Gégé joue Ursus, le forain qui recueille Gwynplaine, l'enfant au visage mutilé, héros de Victor Hugo. Améris en rêvait. Et Depardieu est là. Pour récolter quelques sous, il doit arranger les fidèles qui sortent de l'office : « Dieu sauvegarde nos âmes mais le bien-être de nos corps revient à la nature… » On est loin des Valseuses. Depardieu brasse l'air de grands gestes, les yeux fixés sur ses répliques écrites en grand sur des feuilles fixées de part et d'autre de la caméra. Il ne connaît pas son texte. Il le lit. « Le cinéma, ça me fatigue parfois. Mais ça continue car ça paie ! »

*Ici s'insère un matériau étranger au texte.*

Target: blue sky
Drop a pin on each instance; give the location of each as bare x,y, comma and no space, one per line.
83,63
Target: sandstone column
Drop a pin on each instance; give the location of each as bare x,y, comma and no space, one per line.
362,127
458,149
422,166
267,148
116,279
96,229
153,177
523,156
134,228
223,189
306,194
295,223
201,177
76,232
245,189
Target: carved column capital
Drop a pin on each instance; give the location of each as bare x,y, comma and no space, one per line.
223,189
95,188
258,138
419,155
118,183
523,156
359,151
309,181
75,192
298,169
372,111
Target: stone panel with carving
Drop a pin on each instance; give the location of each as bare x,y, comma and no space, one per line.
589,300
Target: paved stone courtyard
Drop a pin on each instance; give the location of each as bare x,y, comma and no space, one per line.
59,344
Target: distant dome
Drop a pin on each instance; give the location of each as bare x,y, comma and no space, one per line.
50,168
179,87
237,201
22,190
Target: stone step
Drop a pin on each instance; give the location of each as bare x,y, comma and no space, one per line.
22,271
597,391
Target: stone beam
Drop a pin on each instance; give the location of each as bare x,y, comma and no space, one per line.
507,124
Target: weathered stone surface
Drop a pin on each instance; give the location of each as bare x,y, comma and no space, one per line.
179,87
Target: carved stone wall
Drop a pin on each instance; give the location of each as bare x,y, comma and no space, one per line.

Machine à fric du film après un autre et avant un autre ? Difficile de savoir tant l'acteur semble à la fois expédier les scènes et prendre à cœur le projet du réalisateur des Émotifs anonymes. « Améris est fou. Un handicapé de la vie. J'aime beaucoup les handicapés de son genre. Ils me bouleversent. Ce métier ne vaut la peine que quand on le fait avec des gens qui sont bouleversants. Le reste, c'est de la technique. Cela dit, la technique ne me déplaît pas : Ridley Scott et Christophe Colomb. Et Astérix, le dernier, son réalisateur est aussi très bouleversant ! Tout est question de désir d'être avec les gens. Je n'aime pas assez ce métier pour ne pas me permettre d'être avec des gens que j'aime. Je n'ai rien de carriériste. Je m'en fous ! Mon but, c'est d'être avec des gens et de les sentir heureux. »

Intouchable à plus d'un titre, Depardieu semble s'évader de tout même s'il dit : « Je suis un homme qui a envie de manger, boire, baiser. Je n'ai pas envie de perdre mon temps avec ceux qui me font chier. Il me faut au moins trois bonnes raisons pour être avec quelqu'un. Comme avec une femme : la regarder dans ses défauts, dans ses qualités et quand elle vous donne l'impression qu'elle vous aime. »

Sur la table, un sachet graisseux. Depardieu y enfuit sa paluche et ressort ravi des pieds de porc fumants que Nounours vient de ramener du marché d'un patelin d'à côté. « Goûte ça ! » Plaisir immédiat. Tout Depardieu est là.